Simple script to crawl websites and create a sitemap and assets output files
Goal: Write a web crawler without using existing crawl frameworks. Given a URL, the crawler only visit HTML pages within the same domain and not follow external links (e.g. Facebook, Twitter).
Crawler output a site map, and for each page a list of assets (e.g.

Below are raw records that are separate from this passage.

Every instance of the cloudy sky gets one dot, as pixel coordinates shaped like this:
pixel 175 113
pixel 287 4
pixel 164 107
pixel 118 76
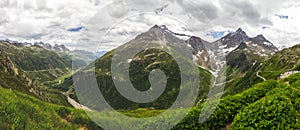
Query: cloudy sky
pixel 104 24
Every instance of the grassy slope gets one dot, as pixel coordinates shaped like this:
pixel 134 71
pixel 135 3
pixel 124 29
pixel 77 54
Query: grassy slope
pixel 20 111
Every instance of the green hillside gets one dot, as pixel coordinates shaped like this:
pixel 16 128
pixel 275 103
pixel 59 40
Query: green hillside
pixel 20 111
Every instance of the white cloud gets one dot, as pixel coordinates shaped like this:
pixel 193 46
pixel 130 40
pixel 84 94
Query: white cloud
pixel 49 20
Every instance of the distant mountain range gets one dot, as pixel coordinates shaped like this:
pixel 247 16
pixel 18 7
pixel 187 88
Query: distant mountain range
pixel 39 74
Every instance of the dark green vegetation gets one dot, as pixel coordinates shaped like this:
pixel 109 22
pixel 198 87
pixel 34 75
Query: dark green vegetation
pixel 268 67
pixel 20 111
pixel 266 105
pixel 26 69
pixel 140 67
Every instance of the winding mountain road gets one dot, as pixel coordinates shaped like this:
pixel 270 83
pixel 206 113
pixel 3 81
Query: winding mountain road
pixel 257 74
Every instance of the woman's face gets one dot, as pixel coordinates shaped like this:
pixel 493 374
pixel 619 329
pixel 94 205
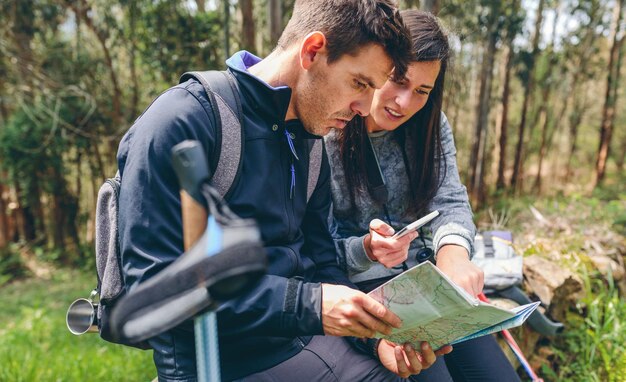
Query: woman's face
pixel 396 102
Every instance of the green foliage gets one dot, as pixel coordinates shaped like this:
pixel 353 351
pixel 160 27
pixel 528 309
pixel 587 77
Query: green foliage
pixel 35 344
pixel 174 40
pixel 594 345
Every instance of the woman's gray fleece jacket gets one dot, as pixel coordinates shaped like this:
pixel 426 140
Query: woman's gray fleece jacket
pixel 350 220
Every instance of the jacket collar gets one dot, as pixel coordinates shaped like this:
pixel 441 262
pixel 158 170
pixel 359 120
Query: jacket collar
pixel 268 101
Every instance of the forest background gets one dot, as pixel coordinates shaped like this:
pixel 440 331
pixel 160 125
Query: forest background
pixel 534 96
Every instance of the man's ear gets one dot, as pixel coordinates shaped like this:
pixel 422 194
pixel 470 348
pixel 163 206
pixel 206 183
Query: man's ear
pixel 312 49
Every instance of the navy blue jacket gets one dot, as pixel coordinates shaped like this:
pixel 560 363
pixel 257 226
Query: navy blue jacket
pixel 276 319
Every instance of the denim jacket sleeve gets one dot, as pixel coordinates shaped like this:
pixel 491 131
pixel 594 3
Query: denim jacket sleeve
pixel 455 225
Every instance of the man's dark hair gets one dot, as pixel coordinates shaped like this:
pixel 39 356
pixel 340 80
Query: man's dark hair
pixel 421 131
pixel 349 25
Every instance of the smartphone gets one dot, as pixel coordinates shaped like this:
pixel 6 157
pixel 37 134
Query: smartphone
pixel 416 224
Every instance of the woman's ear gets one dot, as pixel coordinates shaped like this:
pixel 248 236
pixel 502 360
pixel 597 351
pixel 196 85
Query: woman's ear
pixel 312 48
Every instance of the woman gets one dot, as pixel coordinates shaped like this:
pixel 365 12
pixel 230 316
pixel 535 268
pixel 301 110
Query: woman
pixel 413 145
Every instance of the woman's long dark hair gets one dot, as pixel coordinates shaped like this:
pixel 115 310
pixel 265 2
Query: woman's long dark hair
pixel 421 131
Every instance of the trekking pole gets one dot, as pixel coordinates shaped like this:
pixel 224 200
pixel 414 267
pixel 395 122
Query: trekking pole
pixel 515 347
pixel 192 170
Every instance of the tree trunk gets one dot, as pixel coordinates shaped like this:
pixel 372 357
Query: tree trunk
pixel 610 99
pixel 431 6
pixel 132 59
pixel 226 6
pixel 275 12
pixel 4 219
pixel 619 161
pixel 504 123
pixel 26 218
pixel 516 179
pixel 83 11
pixel 248 29
pixel 479 146
pixel 546 111
pixel 23 31
pixel 201 4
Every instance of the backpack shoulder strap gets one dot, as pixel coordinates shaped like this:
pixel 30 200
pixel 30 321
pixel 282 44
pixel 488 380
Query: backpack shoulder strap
pixel 315 164
pixel 223 95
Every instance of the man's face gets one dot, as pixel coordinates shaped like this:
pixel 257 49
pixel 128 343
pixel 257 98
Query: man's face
pixel 328 96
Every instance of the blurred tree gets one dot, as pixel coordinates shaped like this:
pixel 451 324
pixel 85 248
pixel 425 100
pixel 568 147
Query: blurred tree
pixel 490 19
pixel 529 84
pixel 513 24
pixel 275 16
pixel 616 39
pixel 431 6
pixel 248 36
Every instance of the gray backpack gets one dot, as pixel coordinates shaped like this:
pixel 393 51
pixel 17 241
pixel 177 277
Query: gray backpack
pixel 223 96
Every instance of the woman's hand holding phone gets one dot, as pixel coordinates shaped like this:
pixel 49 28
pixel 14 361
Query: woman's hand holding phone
pixel 391 248
pixel 382 247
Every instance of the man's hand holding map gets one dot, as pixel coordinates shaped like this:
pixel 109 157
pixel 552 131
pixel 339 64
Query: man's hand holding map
pixel 434 309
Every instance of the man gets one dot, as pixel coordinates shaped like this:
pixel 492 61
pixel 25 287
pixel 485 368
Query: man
pixel 330 58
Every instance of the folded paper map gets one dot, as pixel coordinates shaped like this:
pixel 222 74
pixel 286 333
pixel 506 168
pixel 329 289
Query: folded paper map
pixel 434 309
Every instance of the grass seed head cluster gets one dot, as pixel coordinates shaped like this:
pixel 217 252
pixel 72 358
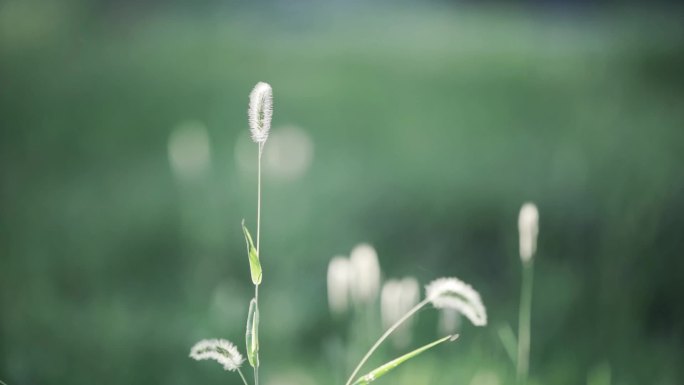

CSS, Images, Javascripts) and links between pages.
Warning : This script only works with Python3.5+
- $ pip install aiohttp bs4
-output_sitemap default='sitemap.txt' Sitemap file name
-output_assets default='assets.txt' Assets file name
-log_file default='error.log' Error log file name
-workers default=Сpu сount Count of process for processing (N)
-threads default=10 Count of treads per process (M)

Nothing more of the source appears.